Architecture and Multi-DNN Workload. We investigate MCMs of systolic arrays with SRAMs on a silicon interposer. Fig. 3 shows a cross-sectional view of a 3D chiplet. Each chiplet is assumed to have independent DRAM channels. The number of channels assigned to a chiplet is determined by its bandwidth requirements. We also use a user-defined ICS constraint. We investigate an AR/VR workload of six DNNs to perform the following independent tasks: handpose detection (HandposeNet), image segmentation (U-Net), object detection (MobileNet), object recognition (ResNet-50), depth estimation (DNL), and speech recognition (Transformer). The first five are taken from a representative AR/VR workload [1]. We add Transformer for speech recognition [14]. We assume ICS does not affect the overall latency because: (i) there is no need for inter-DNN communication since each DNN performs an independent subtask [1], and (ii) the chiplets are placed along the edges and have dedicated DRAM channels.

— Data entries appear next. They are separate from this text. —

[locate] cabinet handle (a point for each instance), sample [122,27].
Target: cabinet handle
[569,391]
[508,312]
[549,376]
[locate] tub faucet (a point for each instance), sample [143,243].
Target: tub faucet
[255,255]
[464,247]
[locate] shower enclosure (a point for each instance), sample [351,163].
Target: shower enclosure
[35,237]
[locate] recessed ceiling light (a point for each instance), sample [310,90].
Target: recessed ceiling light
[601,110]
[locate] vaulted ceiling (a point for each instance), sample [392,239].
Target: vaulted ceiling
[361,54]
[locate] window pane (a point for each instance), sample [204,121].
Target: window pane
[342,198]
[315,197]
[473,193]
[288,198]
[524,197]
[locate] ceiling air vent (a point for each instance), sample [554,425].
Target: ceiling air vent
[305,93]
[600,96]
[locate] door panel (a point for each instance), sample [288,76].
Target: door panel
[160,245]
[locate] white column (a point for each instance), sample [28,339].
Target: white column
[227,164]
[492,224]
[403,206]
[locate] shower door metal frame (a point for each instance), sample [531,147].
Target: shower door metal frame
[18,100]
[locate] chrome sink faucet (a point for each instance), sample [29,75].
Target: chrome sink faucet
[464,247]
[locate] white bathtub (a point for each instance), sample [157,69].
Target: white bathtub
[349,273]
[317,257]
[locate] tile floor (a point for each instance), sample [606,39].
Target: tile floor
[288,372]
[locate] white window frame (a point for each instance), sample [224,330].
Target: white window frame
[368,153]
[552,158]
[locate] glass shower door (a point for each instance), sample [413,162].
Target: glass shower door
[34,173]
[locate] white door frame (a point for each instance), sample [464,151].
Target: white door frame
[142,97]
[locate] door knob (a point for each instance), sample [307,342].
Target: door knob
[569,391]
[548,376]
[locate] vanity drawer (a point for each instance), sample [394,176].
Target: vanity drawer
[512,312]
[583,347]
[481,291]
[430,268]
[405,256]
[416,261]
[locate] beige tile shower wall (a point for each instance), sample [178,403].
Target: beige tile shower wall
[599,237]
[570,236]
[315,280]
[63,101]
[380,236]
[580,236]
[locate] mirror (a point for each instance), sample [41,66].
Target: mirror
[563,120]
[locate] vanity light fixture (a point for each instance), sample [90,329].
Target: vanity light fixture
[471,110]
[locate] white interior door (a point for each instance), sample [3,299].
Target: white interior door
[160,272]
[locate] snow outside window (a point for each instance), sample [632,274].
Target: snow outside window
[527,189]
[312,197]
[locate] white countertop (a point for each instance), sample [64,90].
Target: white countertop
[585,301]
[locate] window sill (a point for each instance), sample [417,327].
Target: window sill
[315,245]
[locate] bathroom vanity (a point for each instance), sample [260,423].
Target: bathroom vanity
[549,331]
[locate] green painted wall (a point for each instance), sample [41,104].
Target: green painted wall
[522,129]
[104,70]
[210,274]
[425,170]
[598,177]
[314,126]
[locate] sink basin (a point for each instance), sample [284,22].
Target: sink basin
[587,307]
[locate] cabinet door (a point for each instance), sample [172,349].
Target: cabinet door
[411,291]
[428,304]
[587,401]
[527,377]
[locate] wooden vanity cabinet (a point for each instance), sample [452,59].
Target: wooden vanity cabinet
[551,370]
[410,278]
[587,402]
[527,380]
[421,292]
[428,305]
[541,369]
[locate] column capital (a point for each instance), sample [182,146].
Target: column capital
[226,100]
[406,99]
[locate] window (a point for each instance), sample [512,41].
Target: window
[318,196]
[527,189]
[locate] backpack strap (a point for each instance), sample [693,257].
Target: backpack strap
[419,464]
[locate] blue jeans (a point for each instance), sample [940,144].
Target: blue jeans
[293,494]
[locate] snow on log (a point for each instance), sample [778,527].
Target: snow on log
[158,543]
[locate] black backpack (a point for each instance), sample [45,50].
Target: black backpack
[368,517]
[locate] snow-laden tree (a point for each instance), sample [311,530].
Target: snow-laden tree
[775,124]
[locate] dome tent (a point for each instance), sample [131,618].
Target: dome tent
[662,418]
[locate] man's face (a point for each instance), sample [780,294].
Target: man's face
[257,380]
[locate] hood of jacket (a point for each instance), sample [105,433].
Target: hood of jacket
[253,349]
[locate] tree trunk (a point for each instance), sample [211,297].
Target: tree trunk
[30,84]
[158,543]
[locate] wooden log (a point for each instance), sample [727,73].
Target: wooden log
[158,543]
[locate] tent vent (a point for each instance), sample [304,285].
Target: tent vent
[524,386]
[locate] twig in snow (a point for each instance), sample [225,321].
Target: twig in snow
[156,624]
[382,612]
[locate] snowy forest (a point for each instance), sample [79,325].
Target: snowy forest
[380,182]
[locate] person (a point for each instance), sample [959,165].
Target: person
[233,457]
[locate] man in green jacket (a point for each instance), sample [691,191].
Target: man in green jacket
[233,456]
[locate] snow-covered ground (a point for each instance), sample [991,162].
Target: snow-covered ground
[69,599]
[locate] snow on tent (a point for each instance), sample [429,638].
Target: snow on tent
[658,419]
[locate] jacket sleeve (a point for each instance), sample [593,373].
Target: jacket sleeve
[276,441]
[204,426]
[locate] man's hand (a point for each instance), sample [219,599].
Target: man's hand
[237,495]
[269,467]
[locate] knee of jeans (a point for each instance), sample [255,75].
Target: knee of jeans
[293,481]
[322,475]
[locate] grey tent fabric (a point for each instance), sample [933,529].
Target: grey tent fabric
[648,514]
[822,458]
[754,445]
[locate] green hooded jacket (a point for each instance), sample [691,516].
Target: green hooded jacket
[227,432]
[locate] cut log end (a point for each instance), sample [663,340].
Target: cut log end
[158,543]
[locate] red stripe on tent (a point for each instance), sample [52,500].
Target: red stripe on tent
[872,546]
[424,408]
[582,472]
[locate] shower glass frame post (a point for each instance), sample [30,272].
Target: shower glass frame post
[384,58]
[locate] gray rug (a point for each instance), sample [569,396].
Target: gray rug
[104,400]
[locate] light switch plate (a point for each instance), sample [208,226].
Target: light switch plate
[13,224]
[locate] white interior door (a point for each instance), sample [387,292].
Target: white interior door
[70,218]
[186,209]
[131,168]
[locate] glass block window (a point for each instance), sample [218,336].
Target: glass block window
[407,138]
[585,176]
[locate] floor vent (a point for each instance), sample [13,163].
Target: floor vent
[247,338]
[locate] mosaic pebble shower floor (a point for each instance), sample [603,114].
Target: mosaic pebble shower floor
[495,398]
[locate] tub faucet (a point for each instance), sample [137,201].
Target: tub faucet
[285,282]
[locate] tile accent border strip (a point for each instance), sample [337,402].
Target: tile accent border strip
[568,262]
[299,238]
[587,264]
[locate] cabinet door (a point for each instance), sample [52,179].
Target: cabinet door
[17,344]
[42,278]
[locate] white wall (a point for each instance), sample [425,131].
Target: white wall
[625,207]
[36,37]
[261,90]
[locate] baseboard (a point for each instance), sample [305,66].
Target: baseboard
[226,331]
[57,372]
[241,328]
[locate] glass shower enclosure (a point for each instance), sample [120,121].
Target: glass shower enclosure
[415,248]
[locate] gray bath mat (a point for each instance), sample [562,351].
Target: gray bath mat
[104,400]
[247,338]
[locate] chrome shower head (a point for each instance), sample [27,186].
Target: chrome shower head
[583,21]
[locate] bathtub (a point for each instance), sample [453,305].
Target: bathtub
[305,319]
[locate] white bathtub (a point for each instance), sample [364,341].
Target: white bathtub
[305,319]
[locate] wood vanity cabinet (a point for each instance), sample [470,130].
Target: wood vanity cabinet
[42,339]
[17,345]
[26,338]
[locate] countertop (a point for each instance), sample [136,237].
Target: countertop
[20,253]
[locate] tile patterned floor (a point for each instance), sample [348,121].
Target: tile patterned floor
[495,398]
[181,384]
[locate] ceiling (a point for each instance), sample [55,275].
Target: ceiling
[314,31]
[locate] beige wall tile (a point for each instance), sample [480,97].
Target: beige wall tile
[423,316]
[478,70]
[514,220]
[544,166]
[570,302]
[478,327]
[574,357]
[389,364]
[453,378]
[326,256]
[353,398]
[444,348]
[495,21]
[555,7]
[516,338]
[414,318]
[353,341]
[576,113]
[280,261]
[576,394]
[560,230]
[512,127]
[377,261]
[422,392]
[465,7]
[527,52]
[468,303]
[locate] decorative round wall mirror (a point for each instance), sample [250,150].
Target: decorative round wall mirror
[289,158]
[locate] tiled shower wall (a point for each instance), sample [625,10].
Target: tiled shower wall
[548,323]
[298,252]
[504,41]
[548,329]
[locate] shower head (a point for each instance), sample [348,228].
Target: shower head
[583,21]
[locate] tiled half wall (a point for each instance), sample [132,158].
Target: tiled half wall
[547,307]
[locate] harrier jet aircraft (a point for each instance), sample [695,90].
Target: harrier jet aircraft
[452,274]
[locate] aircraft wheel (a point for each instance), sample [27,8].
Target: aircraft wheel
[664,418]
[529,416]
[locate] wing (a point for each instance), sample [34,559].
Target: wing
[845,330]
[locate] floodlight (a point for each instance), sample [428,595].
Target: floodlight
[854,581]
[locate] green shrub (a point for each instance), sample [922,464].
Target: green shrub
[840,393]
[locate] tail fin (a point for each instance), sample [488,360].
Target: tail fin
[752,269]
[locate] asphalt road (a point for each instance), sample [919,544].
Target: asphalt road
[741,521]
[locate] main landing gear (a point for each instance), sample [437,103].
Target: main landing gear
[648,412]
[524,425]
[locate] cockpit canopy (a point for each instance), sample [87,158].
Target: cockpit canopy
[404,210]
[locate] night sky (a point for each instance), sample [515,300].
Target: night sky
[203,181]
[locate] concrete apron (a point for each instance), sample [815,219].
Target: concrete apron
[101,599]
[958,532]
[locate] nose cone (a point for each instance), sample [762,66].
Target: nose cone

Thus, ICS does not significantly impact DRAM latency.

# B. Models

**Performance models.** We use a DNN simulator, SCALE-Sim, that models stall-free inference on systolic arrays with double-buffered SRAMs [13]. SCALE-Sim takes the DNN topology, systolic array size, SRAM size, and dataflow as inputs. It then runs cycle-accurate stall-free inference on 8-bit integer data. It outputs a performance summary, such as execution cycles, systolic array utilization, and average/peak DRAM and SRAM bandwidths, assuming a batch size of 1. Both 8-bit data and batch size=1 hold for AR/VR workloads [1]. The performance model is the same for 2D and 3D MCMs because our analysis is at iso-frequency.

TABLE I: Notations used in Equations (1) to (5).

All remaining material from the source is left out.